Are most of us just chasing our tails?

I mean you listen to a variety of recordings and some sound a lot better than others. Your system has limited impact on how good recordings can be. I am awestruck how some music sounds and clearly my system has nothing to do with it, it all occurred when the music was produced.

We talk about soundstage and imaging and I am not sure all the effort and money put toward a better system can really do that much for most of what we listen to because the quality is lesser than other recordings.

You can walk into a room and hear something that really sounds good and you say wow what an amazing System you have but no!!! It's the recording dummy not the system most of the time. Things don't sound so good it's probably the recording.

The dealers don't wanna talk about Recording quality no one seems to want to talk about it and why is this? Because there's no money to be made here that's why.

 

jumia

Showing 3 responses by fleschler

I am still shocked/amazed at how dynamic and colorful many of my recordings sound (CD and LP) with upgrades in cartridge/SUT and DAC/transport in 2022.  My former Benz Ruby 3 didn't match well with SUTs and I lost dynamics.   The Zesto Allesso and a cheaper Dynavector 20X2 L is a perfect match.  My extreme DAC and modest cost upgraded transport makes so many 1980s CDs come alive as good as analog.  My own engineered recordings are sufficiently good to publish now that I hear them back at such a high level.   I agree with 85% average, 10% great and 5% stinkers as far as recording quality although some eras/engineering were usually great (e.g Bob Fine/Mercury) or mediocre (late 1970s Decca/EMI/DGG).   With 42,500 records and CDs, I have my share of sonic clunkers (but oh, those great 50's & 60's jazz and classical recordings).  

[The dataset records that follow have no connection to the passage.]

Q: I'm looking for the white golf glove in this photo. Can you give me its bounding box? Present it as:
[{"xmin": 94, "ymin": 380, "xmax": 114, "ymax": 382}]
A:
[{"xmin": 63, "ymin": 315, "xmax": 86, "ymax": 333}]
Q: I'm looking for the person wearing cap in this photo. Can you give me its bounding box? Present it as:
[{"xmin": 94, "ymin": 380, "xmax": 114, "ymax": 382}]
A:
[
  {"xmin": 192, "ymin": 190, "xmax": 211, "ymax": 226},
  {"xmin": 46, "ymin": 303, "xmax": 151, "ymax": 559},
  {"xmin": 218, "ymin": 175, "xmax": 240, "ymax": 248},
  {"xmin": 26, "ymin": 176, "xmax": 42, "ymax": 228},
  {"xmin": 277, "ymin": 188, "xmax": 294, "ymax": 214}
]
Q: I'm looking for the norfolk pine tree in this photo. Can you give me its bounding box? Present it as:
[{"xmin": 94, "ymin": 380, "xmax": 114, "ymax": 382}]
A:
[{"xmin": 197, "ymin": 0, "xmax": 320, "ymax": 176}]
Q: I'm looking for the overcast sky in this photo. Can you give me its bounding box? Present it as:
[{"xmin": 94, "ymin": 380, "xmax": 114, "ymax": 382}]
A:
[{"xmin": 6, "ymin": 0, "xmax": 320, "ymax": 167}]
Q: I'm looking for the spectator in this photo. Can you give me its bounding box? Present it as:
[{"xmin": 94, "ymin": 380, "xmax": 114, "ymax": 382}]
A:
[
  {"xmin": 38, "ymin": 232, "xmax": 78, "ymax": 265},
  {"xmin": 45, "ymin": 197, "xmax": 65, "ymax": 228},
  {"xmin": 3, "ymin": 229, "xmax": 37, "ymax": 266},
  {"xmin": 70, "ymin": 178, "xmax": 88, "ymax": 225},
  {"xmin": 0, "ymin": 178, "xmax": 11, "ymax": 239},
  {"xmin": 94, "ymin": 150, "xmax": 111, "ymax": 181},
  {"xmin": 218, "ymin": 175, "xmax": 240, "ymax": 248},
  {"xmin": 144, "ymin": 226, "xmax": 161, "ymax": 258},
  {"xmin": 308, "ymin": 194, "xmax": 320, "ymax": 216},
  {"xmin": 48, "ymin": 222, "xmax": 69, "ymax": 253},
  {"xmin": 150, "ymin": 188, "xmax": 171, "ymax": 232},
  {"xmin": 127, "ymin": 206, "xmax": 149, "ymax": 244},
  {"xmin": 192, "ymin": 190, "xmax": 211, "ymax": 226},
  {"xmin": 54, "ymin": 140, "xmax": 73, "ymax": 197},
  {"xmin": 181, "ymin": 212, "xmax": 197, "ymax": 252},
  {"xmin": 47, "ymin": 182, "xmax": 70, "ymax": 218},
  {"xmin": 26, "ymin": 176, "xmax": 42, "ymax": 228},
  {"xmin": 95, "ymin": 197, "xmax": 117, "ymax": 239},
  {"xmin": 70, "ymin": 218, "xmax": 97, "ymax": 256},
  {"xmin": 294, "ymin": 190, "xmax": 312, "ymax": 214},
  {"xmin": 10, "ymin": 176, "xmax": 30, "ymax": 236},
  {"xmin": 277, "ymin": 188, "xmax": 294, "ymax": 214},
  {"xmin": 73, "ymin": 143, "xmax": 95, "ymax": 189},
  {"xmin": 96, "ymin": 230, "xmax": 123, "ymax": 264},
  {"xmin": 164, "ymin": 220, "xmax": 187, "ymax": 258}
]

@ghdprentice  I have 7,000 CDs.   At least 1,000 are Romophones, Marston and Biddulph.   Unavailable for streaming.   The alternatives are buying LP versions or the 78s themselves (if possible, $1millions in cost and then there is the playback speed/stylus issues).   I also have ethnic CDs, private recordings by me and others which cannot be licensed for public play, etc.   About 40% of my CDs are available for streaming   So, I'm never giving up my CDs (or rare 78s).   Most of my 28,000 LPs are not streamed and most original tapes are just gone with no ownership or out of existence (remember the Universal fire as well).

 

@ghdprentice  I have 27,500 LPs (about 2,000 duplicate operas) mix of classical, jazz, vocal, opera, ethnic, etc.   I also have 7,000 78s.   I am 66, collecting since 3.  I live in Los Angeles area and have had many great stores to purchase from, some collections, some donations and still some good stores although the price of good LPs has inflated whereas CD prices have deflated.  I've never been to Arizona but have purchased 100s of records at record stores in Las Vegas, NYC and throughout CA in the past.